Schwarzschild solution and black holes (neat!)[edit]

Let's assume a spherically symmetric black hole that is utterly static, so that the metric tensor has no time dependence. Adopting spherical coordinates (t, r, θ, φ) (note to self:note that the units don't agree; conversion factors go into the metric), the most general spherically symmetric metric is

${\displaystyle ds^{2}=-A(r)dt^{2}+B(r)dr^{2}+C(r)r^{2}\left(d\theta ^{2}+\sin ^{2}\theta d\phi ^{2}\right)}$

We redefine r to make C(r)=1, and re-write A and B in terms of exponentials

${\displaystyle ds^{2}=-e^{2\nu }dt^{2}+e^{2\lambda }dr^{2}+r^{2}\left(d\theta ^{2}+\sin ^{2}\theta d\phi ^{2}\right)}$

from which we can extract the 16 components of the metric tensor. Taking the derivatives of these components yields the affine connection components Γ^k_ij, which in turn yield the Ricci tensor R_μν. Using Einstein's law that the Ricci tensor should be zero in empty space, we can show that the first derivatives of λ and ν with respect to r sum to zero, using the equations R₀₀ = R₁₁ = 0. Similarly, the space must flatten out at infinite radii, so both λ and ν should go to zero in this limit; taken together with the derivative equation, we get that

${\displaystyle \lambda +\nu =0}$

at all radii r. Finally, using the equation R₂₂=0, we get that

${\displaystyle 1+2r{\frac {d\nu }{dr}}=e^{-2\nu }}$

an ordinary differential equation with the solution (NB! we're using G = c = ħ = 1)

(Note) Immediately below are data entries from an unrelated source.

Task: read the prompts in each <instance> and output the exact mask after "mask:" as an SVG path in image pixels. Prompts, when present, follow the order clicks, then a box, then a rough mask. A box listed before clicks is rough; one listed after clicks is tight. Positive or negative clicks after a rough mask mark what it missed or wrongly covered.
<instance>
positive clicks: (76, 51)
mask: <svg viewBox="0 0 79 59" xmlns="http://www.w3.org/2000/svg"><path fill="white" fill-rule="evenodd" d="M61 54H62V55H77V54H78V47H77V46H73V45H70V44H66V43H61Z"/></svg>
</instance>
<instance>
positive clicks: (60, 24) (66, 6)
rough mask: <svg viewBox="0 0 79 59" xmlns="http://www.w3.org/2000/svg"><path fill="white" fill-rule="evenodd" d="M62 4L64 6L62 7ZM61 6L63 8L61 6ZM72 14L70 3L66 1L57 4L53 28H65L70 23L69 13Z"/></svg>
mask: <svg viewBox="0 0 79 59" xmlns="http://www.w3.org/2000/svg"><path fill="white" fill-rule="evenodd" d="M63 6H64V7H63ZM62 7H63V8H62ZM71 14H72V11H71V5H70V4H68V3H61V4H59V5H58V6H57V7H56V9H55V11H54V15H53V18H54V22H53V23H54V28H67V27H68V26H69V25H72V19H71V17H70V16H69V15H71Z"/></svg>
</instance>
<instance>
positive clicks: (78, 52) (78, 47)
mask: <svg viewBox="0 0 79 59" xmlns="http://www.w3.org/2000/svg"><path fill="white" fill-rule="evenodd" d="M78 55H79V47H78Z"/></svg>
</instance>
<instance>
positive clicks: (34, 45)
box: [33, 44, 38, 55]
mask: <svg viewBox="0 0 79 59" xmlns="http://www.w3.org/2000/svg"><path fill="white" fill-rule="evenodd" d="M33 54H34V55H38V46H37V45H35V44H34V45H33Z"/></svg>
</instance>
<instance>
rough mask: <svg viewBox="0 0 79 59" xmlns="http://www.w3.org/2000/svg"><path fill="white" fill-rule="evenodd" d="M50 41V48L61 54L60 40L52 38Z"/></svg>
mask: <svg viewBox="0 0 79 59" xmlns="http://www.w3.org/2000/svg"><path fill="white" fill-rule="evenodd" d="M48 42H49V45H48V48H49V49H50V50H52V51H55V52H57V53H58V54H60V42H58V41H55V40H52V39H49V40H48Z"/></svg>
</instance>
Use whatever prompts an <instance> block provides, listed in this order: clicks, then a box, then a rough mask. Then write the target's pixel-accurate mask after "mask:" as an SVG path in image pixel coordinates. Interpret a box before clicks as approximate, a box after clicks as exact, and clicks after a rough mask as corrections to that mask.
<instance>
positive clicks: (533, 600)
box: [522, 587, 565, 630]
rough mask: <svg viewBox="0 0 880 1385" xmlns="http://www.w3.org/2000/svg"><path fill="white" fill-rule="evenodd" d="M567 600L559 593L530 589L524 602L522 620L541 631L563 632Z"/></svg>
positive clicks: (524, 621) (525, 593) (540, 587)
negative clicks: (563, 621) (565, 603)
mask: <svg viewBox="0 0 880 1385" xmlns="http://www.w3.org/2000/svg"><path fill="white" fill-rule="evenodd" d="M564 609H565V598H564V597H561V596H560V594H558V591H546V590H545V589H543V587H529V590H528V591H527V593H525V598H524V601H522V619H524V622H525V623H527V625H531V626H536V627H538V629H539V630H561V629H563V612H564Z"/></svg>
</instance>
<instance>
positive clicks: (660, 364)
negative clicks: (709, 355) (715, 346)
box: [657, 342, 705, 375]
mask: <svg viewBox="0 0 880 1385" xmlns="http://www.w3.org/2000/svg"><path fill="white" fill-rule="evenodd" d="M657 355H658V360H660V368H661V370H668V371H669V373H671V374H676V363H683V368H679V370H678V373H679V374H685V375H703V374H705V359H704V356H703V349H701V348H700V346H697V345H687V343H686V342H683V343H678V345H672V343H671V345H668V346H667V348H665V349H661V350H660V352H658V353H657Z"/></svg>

${\displaystyle g_{00}={\frac {1}{g_{11}}}=e^{2\nu }=1-{\frac {2m}{r}}}$

The equation of motion for a particle falling radially inwards very close to the event horizon r = 2m is given by

${\displaystyle {\frac {dt}{dr}}=-2m\log \left(r-2m\right)}$

which goes to infinity as r goes to 2m. Thus, it takes an infinitely long time for a particle to fall into a black hole, when observed from without.

However, a finite proper time passes for a person falling into black hole; neglecting the awesome tidal forces, such a cosmonaut would continue to fall inwards even past the event horizon. This may be shown by transforming coordinates.